Im Irak sind radikal-islamische Aufständische weiter auf dem Vormarsch. In der Nacht eroberten sie nach Angaben aus Sicherheitskreisen zwei weitere Ortschaften sowie mehrere Dörfer in der östlichen Provinz Dijala. Die irakischen Sicherheitskräfte seien zuvor aus den Orten Saadija und Dschalula im Nordosten von Bagdad abgezogen.
Als die Aufständischen eintrafen, seien sie lediglich auf kurdische Kämpfer gestossen. Zu Gefechten kam es dabei nicht. Allerdings habe die irakische Armee von einem nahe gelegenen Ort aus das Feuer auf Saadija und Dschalula eröffnet. Dutzende Familien seien daraufhin geflohen. Nach Angaben von Ärzte ohne Grenzen sind inzwischen insgesamt rund eine Million Iraker auf der Flucht vor den Extremisten.
Aufruf zum Widerstand
Kämpfer der Gruppe Islamischer Staat im Irak und Syrien (Isis) hatten Anfang der Woche die nordirakische Millionenmetropole Mossul überrannt. Seitdem rücken die sunnitischen Kämpfer Richtung Bagdad vor, um die von Schiiten geführte Regierung zu stürzen.
Am Freitagsgebet hat Ayatollah Ali al-Sistanis in der schiitischen Hochburg Kerbala zum Widerstand gegen die sunnitische Isis aufgerufen. Das Oberhaupt der irakischen Schiiten will, dass die Bürger zu den Waffen greifen, um «ihr Land, ihr Volk und ihre heiligen Stätten zu verteidigen.»
Kurden planen Gegenoffensive
Kurdische Sicherheitskräfte wollen den Vormarsch der Dschihadisten stoppen. Sie bereiten eine Gegenoffensive in der Region um Dschalula vor. Erste Peschmerga-Soldaten seien bereits im Ostirak angekommen. Nach dem Abzug der irakischen Truppen aus der Stadt wollen die kurdischen Kämpfer das entstandene Machtvakuum füllen.
Im Nordirak kontrollieren die Kurden eine eigene autonome Region. Sie haben sich die Situation zunutze gemacht und ihr Territorium ausgedehnt. So kontrollieren sie mittlerweile unter anderem die Ölstadt Kirkuk, die ausserhalb des Gebiets ihrer Enklave liegt.
Iran und China versprechen Hilfe
Mittlerweile haben sich auch andere Staaten in den Konflikt eingeschaltet. Aus Peking heisst es, man biete der irakischen Regierung jede erdenkliche Hilfe an. Auch der Nachbar Iran bezieht Stellung. «Der Iran will, dass der Irak als Ganzes erhalten bleibt – mit dem Schiiten al-Maliki an der Regierung», sagt ARD-Korrespondent Reinhard Baumgarten gegenüber SRF.
Irans Präsident Rohani versprach dem Nachbarland bereits uneingeschränkte Solidarität im Kampf gegen die Isis. Der Iran wolle die diplomatischen Möglichkeiten ausschöpfen und alles Mögliche gegen die Terrorgruppe unternehmen, so Rohani. Meldungen, wonach bereits iranische Truppen im Irak eingetroffen sein sollen, wurden bislang aber nicht bestätigt.
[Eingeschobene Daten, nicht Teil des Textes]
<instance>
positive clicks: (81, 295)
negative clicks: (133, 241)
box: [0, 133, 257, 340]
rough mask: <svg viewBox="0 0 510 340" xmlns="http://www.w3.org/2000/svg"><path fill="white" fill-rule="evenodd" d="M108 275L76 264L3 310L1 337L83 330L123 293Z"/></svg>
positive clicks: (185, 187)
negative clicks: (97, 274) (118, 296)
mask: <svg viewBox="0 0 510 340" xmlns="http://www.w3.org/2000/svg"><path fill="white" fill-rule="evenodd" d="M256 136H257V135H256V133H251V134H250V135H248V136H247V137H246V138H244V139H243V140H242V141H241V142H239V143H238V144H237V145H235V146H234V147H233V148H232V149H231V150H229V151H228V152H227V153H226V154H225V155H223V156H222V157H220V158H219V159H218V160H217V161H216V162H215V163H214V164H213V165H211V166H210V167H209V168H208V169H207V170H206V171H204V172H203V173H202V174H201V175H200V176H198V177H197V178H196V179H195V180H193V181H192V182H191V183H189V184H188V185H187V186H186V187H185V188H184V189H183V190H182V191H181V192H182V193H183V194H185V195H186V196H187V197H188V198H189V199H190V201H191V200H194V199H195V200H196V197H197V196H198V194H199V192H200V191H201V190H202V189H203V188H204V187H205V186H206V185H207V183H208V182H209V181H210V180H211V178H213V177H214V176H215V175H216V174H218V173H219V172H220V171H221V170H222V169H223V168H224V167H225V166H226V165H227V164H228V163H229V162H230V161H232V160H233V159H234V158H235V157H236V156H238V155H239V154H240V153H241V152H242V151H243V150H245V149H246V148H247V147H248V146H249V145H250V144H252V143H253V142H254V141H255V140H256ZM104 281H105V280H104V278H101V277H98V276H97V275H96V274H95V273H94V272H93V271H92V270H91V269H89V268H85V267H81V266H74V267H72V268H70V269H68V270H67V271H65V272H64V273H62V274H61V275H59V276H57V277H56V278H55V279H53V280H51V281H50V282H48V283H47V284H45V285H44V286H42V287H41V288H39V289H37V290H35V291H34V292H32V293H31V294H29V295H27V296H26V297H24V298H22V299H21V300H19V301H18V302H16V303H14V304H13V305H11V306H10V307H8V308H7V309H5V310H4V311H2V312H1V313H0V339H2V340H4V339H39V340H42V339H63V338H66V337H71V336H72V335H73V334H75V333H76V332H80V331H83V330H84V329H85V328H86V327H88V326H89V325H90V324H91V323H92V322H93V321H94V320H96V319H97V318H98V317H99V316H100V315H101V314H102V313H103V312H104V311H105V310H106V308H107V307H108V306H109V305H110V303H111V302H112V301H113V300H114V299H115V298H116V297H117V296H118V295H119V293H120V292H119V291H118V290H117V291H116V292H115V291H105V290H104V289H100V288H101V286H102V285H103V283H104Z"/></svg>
Der Iran sucht Verbündete gegen Isis
Wie die Nachrichtenagentur Fars berichtet, versucht der Iran auch auf internationaler Ebene gegen die Isis vorzugehen. Aussenminister Mohammed Dschawad Sarif habe bereits mit seinen Kollegen aus der Türkei, Katar und den Vereinigen Arabischen Emiraten sowie mit der UNO und der Organisation für Islamische Zusammenarbeit Kontakt aufgenommen. Er fordere gemeinsame Massnahmen gegen die Terroristen.
Laut ARD-Korrespondent Baumgarten ist es sogar denkbar, dass Teheran bereit ist, über die verworrene Lage im Irak mit Washington zu reden. «Es könnte durchaus zu einer Zusammenarbeit kommen, um diese Isis zu stoppen», so der Mann in Teheran.
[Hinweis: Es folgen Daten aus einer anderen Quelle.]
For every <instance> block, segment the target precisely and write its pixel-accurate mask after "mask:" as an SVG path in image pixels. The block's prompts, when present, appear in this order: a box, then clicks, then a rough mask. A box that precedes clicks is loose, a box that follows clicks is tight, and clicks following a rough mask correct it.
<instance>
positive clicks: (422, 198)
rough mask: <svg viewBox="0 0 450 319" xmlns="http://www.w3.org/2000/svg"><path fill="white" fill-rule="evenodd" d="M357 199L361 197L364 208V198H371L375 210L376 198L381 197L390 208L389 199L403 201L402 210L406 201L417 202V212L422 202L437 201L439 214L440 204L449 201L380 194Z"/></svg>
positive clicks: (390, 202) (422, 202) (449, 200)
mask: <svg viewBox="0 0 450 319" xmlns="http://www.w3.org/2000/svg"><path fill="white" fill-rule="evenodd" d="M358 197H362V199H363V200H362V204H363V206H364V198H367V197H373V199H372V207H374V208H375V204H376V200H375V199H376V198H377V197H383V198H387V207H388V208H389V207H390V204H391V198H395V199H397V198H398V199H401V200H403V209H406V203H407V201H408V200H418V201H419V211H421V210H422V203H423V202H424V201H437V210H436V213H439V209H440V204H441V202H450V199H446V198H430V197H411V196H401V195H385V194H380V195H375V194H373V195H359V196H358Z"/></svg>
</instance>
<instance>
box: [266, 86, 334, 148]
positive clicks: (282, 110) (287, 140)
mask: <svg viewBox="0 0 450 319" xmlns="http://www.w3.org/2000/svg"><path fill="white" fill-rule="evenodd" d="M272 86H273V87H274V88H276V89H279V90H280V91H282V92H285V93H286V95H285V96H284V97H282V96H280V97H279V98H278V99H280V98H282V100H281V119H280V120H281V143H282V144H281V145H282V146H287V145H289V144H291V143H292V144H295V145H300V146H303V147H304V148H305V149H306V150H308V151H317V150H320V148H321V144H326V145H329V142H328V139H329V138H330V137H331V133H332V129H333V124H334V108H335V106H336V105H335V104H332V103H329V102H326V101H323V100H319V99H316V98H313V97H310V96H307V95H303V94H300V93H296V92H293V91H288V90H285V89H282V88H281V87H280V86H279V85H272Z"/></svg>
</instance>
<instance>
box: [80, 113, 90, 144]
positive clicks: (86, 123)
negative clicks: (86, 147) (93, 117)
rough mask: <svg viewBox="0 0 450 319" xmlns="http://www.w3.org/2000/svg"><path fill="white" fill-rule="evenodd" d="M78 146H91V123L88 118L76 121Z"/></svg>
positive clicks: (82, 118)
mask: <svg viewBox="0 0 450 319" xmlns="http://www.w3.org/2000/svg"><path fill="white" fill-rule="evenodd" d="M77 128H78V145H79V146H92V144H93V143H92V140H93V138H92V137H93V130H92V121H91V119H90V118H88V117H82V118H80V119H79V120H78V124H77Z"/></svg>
Rohölmarkt reagiert heftig
Die unkontrollierbare Lage im Irak wirkt sich auch auf den Ölmarkt aus. Die Preise für ein Barrel sind angestiegen. Heute Morgen waren die Preise je nach Sorte um bis zu 50 Cent höher als noch am Donnerstagabend. Das Land zählt neben Saudi-Arabien zu den Staaten mit den grössten Ölvorräten der Welt.